Im Fleisch der von uns allen heute hochgelobten Kommunikationsfreiheit steckt freilich ein schmerzender Stachel, den man kaum plastischer beschreiben könnte als mit dem englischen Sprichwort: "A lie can run around the world before the truth has got its boots on."

Wir wissen darum, dass etwa Facebook für Desinformationskampagnen im US-Präsidentschaftswahlkampf 2015/16 oder im Wahlkampf für die Präsidentschaftswahl in Frankreich 2017 benutzt wurde. Fake-News-Kampagnen können im Darknet um 400.000 US-Dollar bestellt werden, die Provokation von Protesten um 200.000 US-Dollar, die Diskreditierung eines Journalisten oder eines Politikers ist um 50.000 US-Dollar zu haben. Was wir im "Social Web" erleben, kann immer das "Arbeitsergebnis" eines erfolgreichen Diensteanbieters sein. Alle Versuche, den Wahrheitsgehalt von Nachrichten zu überprüfen, sind bisher gescheitert.

Konflikte aufarbeiten

Wer die Registrierungspflicht für "gewöhnliche User" vorschreibt, der nimmt also zunächst einmal eine allgemeine Wertung vor: Das Große und Ganze ist ihm einerlei, er will sich auf die Kleinen stürzen. Was hier in Gang kommt, ist ein legistischer Placeboauftritt, der sich um die wahren Probleme nicht kümmert.

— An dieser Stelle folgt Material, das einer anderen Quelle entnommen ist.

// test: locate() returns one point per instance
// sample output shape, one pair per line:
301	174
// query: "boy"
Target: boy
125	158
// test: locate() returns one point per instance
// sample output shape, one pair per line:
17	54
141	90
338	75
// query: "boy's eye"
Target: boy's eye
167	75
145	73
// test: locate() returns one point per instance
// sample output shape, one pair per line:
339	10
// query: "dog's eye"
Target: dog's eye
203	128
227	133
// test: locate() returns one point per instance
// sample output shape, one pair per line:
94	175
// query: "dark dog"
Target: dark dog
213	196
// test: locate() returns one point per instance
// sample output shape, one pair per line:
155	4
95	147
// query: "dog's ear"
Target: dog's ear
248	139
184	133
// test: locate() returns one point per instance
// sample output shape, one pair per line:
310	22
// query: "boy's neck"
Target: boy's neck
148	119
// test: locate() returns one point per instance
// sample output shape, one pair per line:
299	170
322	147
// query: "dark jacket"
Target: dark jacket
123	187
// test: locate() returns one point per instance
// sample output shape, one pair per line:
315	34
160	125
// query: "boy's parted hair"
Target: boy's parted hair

Etwas anderes aber ist wichtiger: Wir finden im Entwurf eines "Bundesgesetzes über Sorgfalt und Verantwortung im Netz" keine Antwort auf das zentrale Problem, ob nämlich die durch die neuen Medien ermöglichten kommunikativen Akte samt und sonders immer nur und ausschließlich am Maßstab des Straf- und Medienrechts gemessen werden sollen und ob die staatliche Justizgewähr die einzige Form der Konfliktbearbeitung im Netz sein soll. Fragen der medialen Selbstregulierung (Stichwort: Faktenchecker mit anschließender Markierung von "Fake-News") kommen dem Entwurf ebenso wenig in den Sinn wie staatsferne Institutionen mit aufsichtsrechtlicher Funktion (Stichwort: regulierte Selbstregulierung). Der ganze Entwurf schwindelt sich um das eigentliche Problem herum.

Pure Ideologie

Führt man sich die in Onlineforen zugänglich gemachten Hervorbringungen zu Gemüte, dann sieht man sich einem beinahe unglaublichen Berg von Verbalschrott, Blödsinn, Beleidigungen, Herabwürdigungen und auch verstockt-beharrlicher Uninformiertheit gegenüber. Einerlei welche Maßstäbe wir anwenden, es ist schwer zu glauben, dass dies das gewollte Ergebnis der Forderung nach und des Kampfes um die Pressefreiheit gewesen sein soll. Die hier oftmals zur Schau gestellte Mischung aus Triebabfuhr und Bösartigkeit ist erschreckend, und sie versaut den öffentlichen Kommunikationsraum auf eine Weise, die einen schier ratlos werden lässt.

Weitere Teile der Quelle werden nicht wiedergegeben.